Saturday, February 13, 2010
Word on the forums is that the Logitech Squeezebox Classic is being discontinued to be replaced by the Squeezebox Touch. As a Classic user I will be very sorry to see this very stable incarnation of the Squeezebox discontinued and might just pick up another while they are still available on Amazon.co.uk
Tuesday, February 09, 2010
A lot of our customers who purchase a new PC want to get Microsoft Office at the same time and normally pay in the region of €90 for MS Office 2007 Home and Student Edition. In many case MS Works 9.0 is already bundled with the PC but customers feel that they must have Word for their word processing and Excel for their spreadsheets (most home users don't use Powerpoint).
What you should be aware of is that MS Works 9.0 now allows you to open Word and Excel .doc and .xls files and also allows you to save documents and spreadsheets in those formats. So why do you need to spend an extra €90 when you have all the software you need bundled with your PC? The answer, in most cases, is you don't unless you need advanced features like macros and pivot tables.
So before you rush out to buy Office give Works a run around the block. It may be all that you need. And if you do need more horsepower in your office productivity software, there is always OpenOffice.
Monday, February 08, 2010
We recently deployed a Netgear ReadyNAS Duo (NAS = Network Atttached Storage) in our workshop for general data backup duties. The unit is equipped with 2 x 500GB SATA drives set up in a redundant X-RAID configuration (more information on X-RAID here). The reason we have configured the unit in X-RAID rather than RAID 5 is that we also use the unit for media streaming, which X-RAID is particularly efficient at doing.

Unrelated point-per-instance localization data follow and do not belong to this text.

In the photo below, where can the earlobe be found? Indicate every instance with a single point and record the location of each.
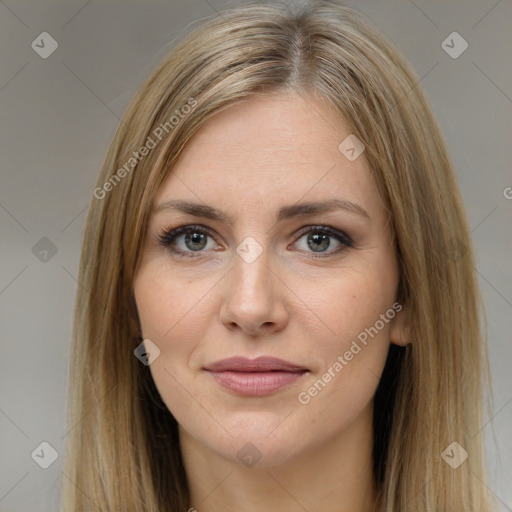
(400, 333)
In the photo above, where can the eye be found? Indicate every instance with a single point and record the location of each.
(318, 239)
(186, 240)
(190, 240)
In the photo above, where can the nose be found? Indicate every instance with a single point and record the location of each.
(253, 297)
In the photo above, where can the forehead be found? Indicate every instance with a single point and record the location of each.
(274, 148)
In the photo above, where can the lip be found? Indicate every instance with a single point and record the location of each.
(255, 377)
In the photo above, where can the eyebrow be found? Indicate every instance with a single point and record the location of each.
(286, 212)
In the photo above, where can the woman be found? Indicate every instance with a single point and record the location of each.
(278, 308)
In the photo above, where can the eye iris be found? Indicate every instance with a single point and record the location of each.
(318, 241)
(195, 239)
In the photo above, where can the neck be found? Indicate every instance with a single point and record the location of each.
(335, 476)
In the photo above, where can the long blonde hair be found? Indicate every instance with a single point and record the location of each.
(122, 449)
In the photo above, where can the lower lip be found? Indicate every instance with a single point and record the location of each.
(256, 383)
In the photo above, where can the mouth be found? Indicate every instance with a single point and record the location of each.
(255, 377)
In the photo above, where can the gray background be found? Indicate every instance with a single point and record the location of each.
(59, 114)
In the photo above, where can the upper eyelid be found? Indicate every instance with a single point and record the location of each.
(331, 231)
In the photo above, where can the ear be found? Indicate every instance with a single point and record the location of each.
(400, 333)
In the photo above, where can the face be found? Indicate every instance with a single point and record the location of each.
(303, 297)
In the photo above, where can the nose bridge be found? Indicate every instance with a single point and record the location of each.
(251, 276)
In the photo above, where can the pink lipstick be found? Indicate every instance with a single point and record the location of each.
(255, 377)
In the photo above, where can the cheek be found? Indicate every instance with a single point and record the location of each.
(166, 304)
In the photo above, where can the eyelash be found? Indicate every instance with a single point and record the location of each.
(167, 237)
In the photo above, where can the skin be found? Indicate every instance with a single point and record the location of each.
(248, 161)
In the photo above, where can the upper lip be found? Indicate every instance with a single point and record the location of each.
(260, 364)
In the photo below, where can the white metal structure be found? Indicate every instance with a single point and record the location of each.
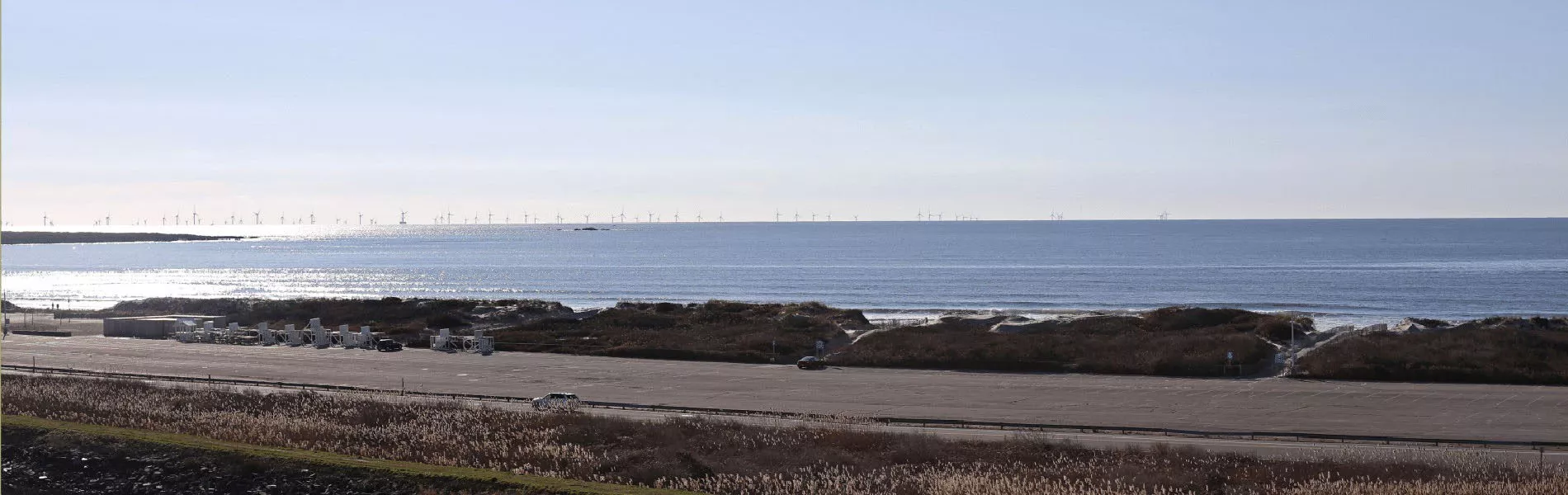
(463, 343)
(292, 336)
(319, 334)
(559, 402)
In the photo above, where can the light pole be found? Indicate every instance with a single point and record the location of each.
(1291, 370)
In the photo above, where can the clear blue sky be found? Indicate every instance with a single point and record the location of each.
(1003, 110)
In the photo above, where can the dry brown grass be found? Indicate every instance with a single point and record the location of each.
(723, 456)
(1487, 351)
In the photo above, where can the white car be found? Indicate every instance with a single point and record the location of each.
(557, 402)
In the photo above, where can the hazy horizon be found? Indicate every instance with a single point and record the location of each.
(1007, 110)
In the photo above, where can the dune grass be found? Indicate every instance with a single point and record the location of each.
(725, 456)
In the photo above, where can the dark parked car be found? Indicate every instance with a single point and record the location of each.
(811, 362)
(388, 345)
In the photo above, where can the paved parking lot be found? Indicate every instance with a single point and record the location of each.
(1460, 411)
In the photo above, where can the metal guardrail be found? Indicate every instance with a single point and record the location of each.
(819, 417)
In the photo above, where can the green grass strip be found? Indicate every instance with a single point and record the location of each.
(501, 479)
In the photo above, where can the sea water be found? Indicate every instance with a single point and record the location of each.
(1336, 270)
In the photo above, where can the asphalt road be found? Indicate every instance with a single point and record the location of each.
(1263, 448)
(1457, 411)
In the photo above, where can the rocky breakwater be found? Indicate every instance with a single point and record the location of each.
(1174, 342)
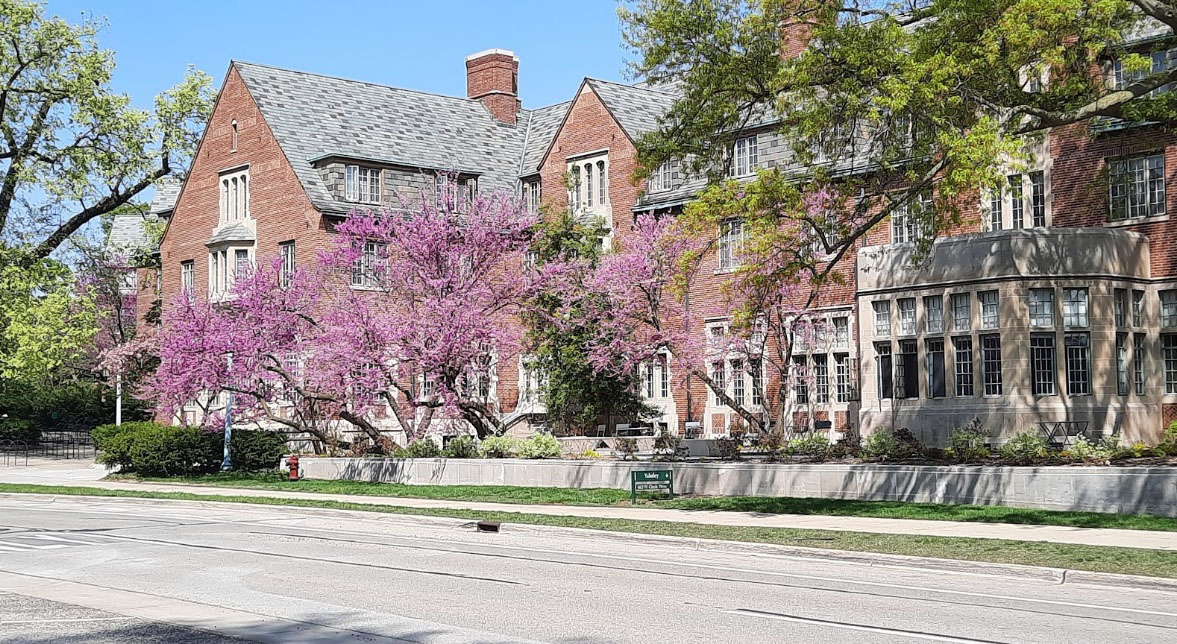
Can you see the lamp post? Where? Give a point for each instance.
(226, 462)
(118, 398)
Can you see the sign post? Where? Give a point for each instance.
(651, 480)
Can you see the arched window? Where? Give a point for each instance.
(234, 203)
(589, 185)
(574, 190)
(602, 184)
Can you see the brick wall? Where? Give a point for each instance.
(1079, 183)
(277, 199)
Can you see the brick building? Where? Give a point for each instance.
(1059, 301)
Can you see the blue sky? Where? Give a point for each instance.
(414, 45)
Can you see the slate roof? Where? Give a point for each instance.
(127, 230)
(167, 191)
(314, 115)
(237, 232)
(542, 126)
(636, 107)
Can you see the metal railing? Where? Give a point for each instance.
(13, 452)
(57, 443)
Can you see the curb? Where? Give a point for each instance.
(1056, 575)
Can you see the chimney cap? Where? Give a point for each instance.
(490, 52)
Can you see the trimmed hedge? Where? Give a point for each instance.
(151, 449)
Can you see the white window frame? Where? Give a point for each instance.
(938, 327)
(961, 303)
(744, 157)
(730, 240)
(531, 196)
(363, 270)
(1042, 311)
(589, 186)
(990, 310)
(363, 184)
(660, 178)
(1136, 187)
(906, 307)
(1076, 307)
(882, 310)
(234, 197)
(904, 227)
(188, 279)
(1168, 307)
(286, 250)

Data backup is handled by the open source Cobian Backup 9 program running on the various network computers. We like Cobian because it is free, flexible and allows backups in native file formats with or without compression.
The ReadyNAS Duo is particularly adept at media streaming as it incorporates Logitech's (formerly Slimdevices's) Squeezecenter music streaming software, as well as iTunes Server software. Note that this NAS is really a stripped down computer with 256MB of RAM running Sparc Linux. Access to Squeezcenter is via a web browser on any attached network computer. The only downside is that the web browser is relatively unresponsive, but this does not impact on streaming performance. The NAS is serving music to two Squeezeboxes and a Squeezebox radio and response time via the Squeezebox interfaces is only marginally slower than a PC-based Squeezeserver. The ReadyNAS Duo can happily serve different music to each Squeezebox or synchronize the music on any two or all three units.
We're big Squeezebox fans so more on that anon.
Sunday, February 07, 2010
Santa was good enough to bring me a very cool device to allow me to hear my music on the move and good goods do come in small packages. The item in question is the X-mini mark II. This is a speaker smaller than a pool ball that screws apart to reveal, believe it or not, a bass unit. Suffice to say that it is the best mobile speaker unit that I have found to date, and at a great price. Details here. If you are in Ireland you can get it from pressieport.ie.
For various reasons it has been difficult to keep up this blog over the past months and you can see that there has been a significant gap since my last blog. I hope to rectify that and, as they say in the TV industry, "normal service has been resumed". I look forward to sharing with you some of the cool things that we have come across over the past while as well as our usual commentary on what's happening in the world of home computing. Keep in touch.